Simplifying expressions involves applying mathematical rules to reduce an expression to its simplest form. This could mean combining like terms or using properties such as the distributive property.
When we simplify \(2(x-y)\) using the distributive property, we multiply each term inside the parentheses by the term outside, giving us \(2x - 2y\).
In this case, the simplified expression is already clean because no further like terms can be combined.

• Apply properties: Use the distributive property and other algebraic rules.
• Combine like terms: Terms that have the same variable and power.

Simplifying expressions makes them easier to understand and work with and is a fundamental skill in algebra.

Prealgebra sets the stage for all future algebraic learning. It covers basic arithmetic to more complex topics like fractions, decimals, and basic properties.
The distributive property is a critical prealgebra concept.
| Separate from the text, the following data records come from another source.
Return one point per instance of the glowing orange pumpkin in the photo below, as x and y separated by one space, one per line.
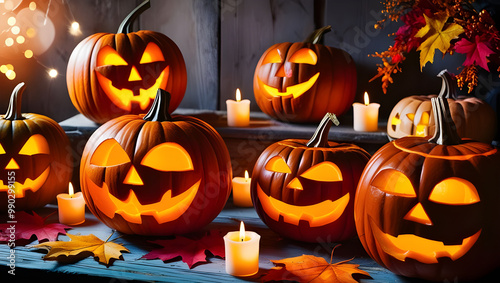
156 174
302 81
428 208
110 75
34 157
304 190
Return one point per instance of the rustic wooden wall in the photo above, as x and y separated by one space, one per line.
221 41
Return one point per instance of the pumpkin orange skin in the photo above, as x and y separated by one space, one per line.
209 155
426 164
14 132
333 91
350 159
474 118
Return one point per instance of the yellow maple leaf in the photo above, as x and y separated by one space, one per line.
82 246
437 35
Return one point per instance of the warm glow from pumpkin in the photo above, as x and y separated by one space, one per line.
316 215
454 191
424 250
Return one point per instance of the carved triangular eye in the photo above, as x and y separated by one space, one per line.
394 182
304 56
454 191
108 56
169 157
277 164
273 56
152 53
325 171
36 144
109 153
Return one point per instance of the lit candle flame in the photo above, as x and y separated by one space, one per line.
242 231
71 190
238 95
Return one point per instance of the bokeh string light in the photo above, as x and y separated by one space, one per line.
26 32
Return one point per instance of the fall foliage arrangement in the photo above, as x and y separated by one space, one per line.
448 25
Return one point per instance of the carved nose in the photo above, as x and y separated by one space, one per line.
133 177
295 184
418 214
12 165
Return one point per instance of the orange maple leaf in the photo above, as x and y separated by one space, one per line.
309 268
80 247
437 35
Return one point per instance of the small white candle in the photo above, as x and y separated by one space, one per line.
238 112
241 191
365 115
71 207
242 252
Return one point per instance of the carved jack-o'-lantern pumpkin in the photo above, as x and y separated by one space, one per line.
302 81
305 190
110 75
156 174
412 116
34 157
428 208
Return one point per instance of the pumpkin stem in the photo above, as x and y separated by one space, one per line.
448 87
14 109
316 35
125 26
446 131
320 137
159 109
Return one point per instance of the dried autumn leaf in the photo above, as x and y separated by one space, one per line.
28 225
308 268
82 246
192 251
437 35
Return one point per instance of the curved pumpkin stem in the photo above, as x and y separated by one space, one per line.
446 131
14 110
316 35
159 109
125 26
448 87
320 137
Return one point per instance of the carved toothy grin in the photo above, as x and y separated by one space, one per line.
424 250
316 215
295 90
28 185
165 210
123 98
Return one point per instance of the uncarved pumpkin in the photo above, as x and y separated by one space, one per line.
304 190
156 174
302 81
110 75
429 208
473 117
35 157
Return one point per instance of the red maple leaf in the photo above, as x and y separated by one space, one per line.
476 52
192 251
27 225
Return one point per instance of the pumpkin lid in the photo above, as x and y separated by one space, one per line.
14 109
320 137
159 110
125 26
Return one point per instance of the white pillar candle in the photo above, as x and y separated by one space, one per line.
71 207
241 191
365 115
242 252
238 112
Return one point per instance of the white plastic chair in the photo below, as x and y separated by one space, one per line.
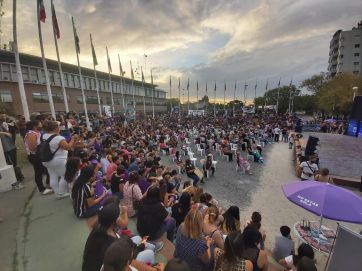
199 149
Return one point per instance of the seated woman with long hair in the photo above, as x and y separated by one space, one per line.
231 220
84 203
191 245
232 258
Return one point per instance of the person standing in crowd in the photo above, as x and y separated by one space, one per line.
191 246
308 168
232 258
31 141
284 245
190 171
56 167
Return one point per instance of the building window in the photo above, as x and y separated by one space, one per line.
92 100
5 96
40 97
33 75
79 100
5 71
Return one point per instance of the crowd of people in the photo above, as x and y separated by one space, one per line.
117 172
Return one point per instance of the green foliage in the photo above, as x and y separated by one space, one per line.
315 84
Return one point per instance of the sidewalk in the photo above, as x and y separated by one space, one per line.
12 204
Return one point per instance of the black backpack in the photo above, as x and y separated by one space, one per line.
43 152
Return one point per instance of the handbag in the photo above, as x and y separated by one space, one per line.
135 203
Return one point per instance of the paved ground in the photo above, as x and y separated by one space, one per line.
41 233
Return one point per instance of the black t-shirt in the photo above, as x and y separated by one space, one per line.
188 168
115 182
94 250
179 214
150 218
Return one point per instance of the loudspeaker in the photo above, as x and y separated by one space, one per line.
311 145
357 108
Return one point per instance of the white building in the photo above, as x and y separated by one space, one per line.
345 53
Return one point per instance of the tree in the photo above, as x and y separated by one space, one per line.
315 83
336 95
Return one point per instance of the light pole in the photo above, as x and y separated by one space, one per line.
355 89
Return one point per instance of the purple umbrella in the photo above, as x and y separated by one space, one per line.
325 200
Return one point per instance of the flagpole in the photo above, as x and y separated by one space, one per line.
133 90
207 98
234 100
290 95
81 81
256 85
144 99
277 109
110 81
215 101
245 87
95 78
24 102
188 96
49 91
197 94
224 97
179 98
153 93
59 64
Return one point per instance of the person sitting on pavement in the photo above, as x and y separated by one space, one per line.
231 220
291 261
252 253
232 258
284 245
190 172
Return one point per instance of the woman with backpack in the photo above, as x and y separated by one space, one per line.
31 141
54 154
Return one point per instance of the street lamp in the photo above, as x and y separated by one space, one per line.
355 89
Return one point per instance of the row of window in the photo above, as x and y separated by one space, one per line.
42 97
37 76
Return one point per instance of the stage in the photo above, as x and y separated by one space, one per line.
341 154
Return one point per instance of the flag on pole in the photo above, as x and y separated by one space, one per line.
95 61
55 22
109 61
42 14
120 66
76 38
132 74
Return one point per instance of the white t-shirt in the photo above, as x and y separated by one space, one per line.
54 144
309 168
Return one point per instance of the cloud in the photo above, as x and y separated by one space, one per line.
209 41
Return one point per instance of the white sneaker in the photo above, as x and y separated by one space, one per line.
62 196
47 191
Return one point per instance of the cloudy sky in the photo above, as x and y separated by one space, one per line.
209 40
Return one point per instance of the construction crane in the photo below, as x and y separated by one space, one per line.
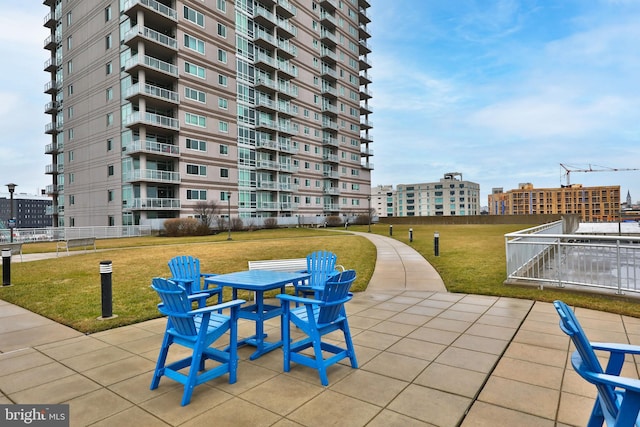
568 169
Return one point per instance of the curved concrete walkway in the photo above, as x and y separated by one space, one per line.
426 357
399 267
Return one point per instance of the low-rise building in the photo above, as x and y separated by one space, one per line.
593 204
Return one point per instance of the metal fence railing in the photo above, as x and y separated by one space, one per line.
546 257
64 233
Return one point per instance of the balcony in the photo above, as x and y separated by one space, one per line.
151 147
152 175
53 128
265 83
52 107
161 94
54 189
52 41
158 10
287 49
365 123
364 63
365 77
152 204
52 86
54 148
136 34
365 48
151 119
365 93
327 36
328 4
152 64
367 165
285 9
328 20
331 141
286 30
54 169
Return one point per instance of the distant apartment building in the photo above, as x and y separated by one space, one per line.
450 196
159 105
593 204
382 200
30 211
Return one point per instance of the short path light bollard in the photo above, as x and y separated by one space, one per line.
6 267
105 283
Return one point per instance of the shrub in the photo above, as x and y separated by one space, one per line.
270 223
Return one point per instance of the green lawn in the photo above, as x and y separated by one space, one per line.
67 289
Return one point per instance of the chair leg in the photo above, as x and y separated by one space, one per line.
162 359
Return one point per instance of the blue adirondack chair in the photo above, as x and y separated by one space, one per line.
618 401
185 271
317 318
197 330
320 265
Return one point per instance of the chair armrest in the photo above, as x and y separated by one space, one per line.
301 300
616 348
228 304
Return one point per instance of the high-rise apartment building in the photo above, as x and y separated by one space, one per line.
160 105
593 204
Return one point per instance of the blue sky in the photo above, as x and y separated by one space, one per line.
502 91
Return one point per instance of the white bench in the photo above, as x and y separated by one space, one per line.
16 248
84 242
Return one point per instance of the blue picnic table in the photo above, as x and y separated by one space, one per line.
258 281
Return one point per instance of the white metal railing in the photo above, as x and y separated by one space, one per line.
545 256
25 235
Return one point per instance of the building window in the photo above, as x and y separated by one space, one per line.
193 43
195 119
196 95
194 70
222 30
197 170
196 194
193 16
196 144
222 56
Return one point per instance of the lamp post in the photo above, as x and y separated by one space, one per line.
369 212
12 188
229 213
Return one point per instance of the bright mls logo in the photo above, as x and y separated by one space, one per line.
34 415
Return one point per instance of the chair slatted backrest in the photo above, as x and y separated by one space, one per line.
176 305
320 265
335 295
186 267
570 326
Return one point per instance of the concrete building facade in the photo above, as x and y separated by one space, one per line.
450 196
158 106
593 204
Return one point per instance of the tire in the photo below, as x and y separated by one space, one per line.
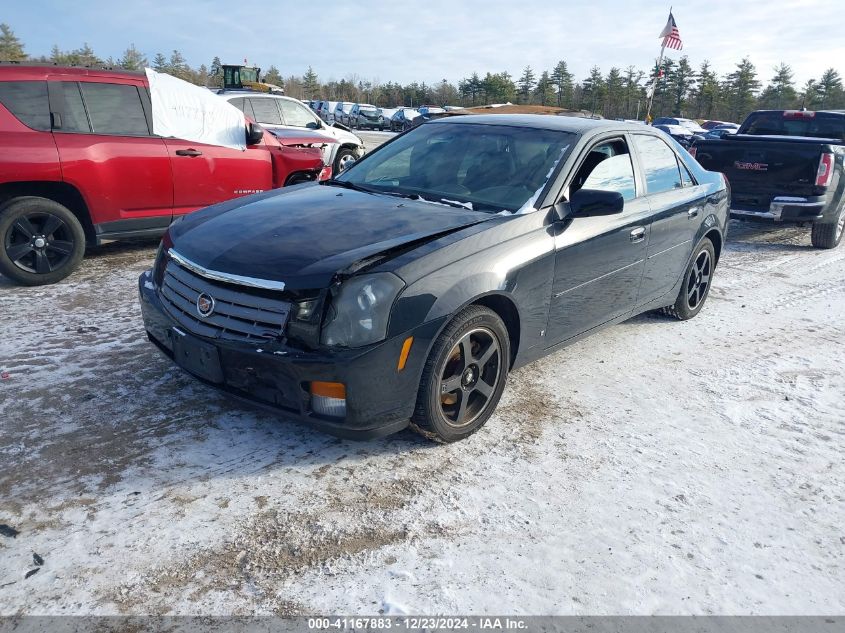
697 280
457 397
41 241
829 234
341 161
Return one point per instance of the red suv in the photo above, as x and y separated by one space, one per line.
79 164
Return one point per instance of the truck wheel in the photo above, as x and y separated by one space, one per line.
829 234
41 241
463 377
696 284
344 159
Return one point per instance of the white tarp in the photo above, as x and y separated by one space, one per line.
183 110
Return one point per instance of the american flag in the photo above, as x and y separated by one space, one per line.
670 35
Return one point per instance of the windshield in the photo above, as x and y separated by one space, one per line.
812 124
483 167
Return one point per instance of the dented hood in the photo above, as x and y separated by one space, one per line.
305 235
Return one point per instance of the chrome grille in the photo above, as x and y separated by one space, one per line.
239 314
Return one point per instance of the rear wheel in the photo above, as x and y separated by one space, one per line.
463 377
829 234
41 241
696 286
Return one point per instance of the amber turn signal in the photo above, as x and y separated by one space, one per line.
328 389
403 355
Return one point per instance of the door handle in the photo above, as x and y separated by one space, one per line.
638 235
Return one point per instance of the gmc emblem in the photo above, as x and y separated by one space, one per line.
752 166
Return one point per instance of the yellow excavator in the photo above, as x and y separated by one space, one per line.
242 77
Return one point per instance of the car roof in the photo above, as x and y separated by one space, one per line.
578 125
31 71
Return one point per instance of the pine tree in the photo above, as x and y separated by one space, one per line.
526 84
311 84
562 79
614 93
160 63
829 89
780 93
680 82
85 56
133 59
633 91
742 85
215 73
545 88
273 76
178 67
706 94
11 48
592 90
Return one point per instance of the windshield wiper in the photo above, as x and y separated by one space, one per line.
348 185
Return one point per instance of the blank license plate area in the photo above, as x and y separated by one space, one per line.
196 356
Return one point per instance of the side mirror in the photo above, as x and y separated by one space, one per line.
254 134
588 203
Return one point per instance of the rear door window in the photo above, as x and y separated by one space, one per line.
74 117
659 163
266 111
115 109
28 101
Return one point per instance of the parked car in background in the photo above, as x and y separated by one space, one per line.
785 166
341 112
689 124
366 116
276 111
678 132
403 292
80 165
388 113
718 132
427 110
326 111
709 125
403 119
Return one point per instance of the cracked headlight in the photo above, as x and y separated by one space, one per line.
359 312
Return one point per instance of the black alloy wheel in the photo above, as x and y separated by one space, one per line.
829 234
464 376
697 281
42 241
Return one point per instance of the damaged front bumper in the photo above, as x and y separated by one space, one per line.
380 398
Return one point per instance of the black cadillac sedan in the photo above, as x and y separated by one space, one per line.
404 291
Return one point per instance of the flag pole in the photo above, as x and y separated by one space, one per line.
656 76
654 81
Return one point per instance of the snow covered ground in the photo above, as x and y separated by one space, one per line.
655 468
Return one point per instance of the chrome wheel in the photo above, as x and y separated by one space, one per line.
39 243
469 377
699 279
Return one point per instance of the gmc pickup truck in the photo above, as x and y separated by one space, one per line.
785 166
80 164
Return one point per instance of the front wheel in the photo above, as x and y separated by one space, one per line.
41 241
464 376
345 157
696 286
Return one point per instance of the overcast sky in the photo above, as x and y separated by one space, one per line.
406 40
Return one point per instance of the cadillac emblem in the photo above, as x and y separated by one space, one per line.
205 305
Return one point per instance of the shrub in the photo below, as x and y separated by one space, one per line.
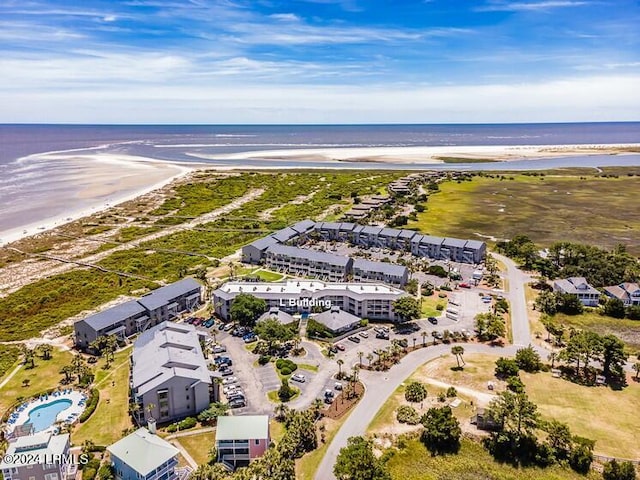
187 423
264 359
407 414
92 403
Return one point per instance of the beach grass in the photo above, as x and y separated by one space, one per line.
547 208
415 462
608 416
44 376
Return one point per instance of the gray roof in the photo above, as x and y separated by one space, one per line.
407 233
474 245
29 450
339 260
303 226
165 351
282 317
143 451
164 295
336 319
113 315
454 242
242 427
263 243
382 267
371 230
284 234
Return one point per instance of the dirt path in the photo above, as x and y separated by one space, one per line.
12 280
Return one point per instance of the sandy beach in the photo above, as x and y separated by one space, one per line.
98 182
426 154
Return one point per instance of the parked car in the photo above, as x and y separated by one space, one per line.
298 377
237 404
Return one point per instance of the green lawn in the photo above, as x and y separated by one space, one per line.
198 445
627 330
473 462
547 209
111 417
610 417
44 376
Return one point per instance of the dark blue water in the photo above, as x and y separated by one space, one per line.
35 185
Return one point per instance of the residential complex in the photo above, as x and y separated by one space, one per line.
578 286
143 455
364 300
170 379
41 456
628 292
241 439
270 249
135 316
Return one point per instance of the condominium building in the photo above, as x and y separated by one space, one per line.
135 316
373 301
143 455
170 379
41 456
241 439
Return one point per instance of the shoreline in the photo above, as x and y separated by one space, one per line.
116 165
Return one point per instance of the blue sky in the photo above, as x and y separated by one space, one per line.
319 61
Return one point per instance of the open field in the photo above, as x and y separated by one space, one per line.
610 417
547 208
198 445
627 330
111 417
414 462
44 376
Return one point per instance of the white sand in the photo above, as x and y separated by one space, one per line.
119 177
423 154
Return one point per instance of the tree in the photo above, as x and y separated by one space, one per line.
613 356
407 308
441 432
46 350
246 309
415 392
515 412
458 351
619 471
356 461
506 367
614 307
528 359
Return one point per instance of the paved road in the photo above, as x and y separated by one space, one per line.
378 387
516 295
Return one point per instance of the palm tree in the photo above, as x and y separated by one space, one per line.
553 356
458 351
46 350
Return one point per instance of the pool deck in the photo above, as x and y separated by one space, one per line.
20 416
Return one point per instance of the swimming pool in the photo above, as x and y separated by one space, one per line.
43 416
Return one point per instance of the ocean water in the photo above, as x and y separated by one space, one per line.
34 186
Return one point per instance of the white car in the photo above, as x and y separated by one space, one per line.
298 377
It shows how multiplication interacts with addition or subtraction within an expression, giving \(a(b + c) = ab + ac\).

• Understand basics: Grasp simple operations and how they extend to variables.
• Properties of operations: Learn about commutative, associative, and distributive properties.

By mastering these prealgebra concepts, students can confidently approach more advanced topics in later studies. Concepts like the distributive property are not just rules to memorize. They are tools that assist in solving and simplifying expressions.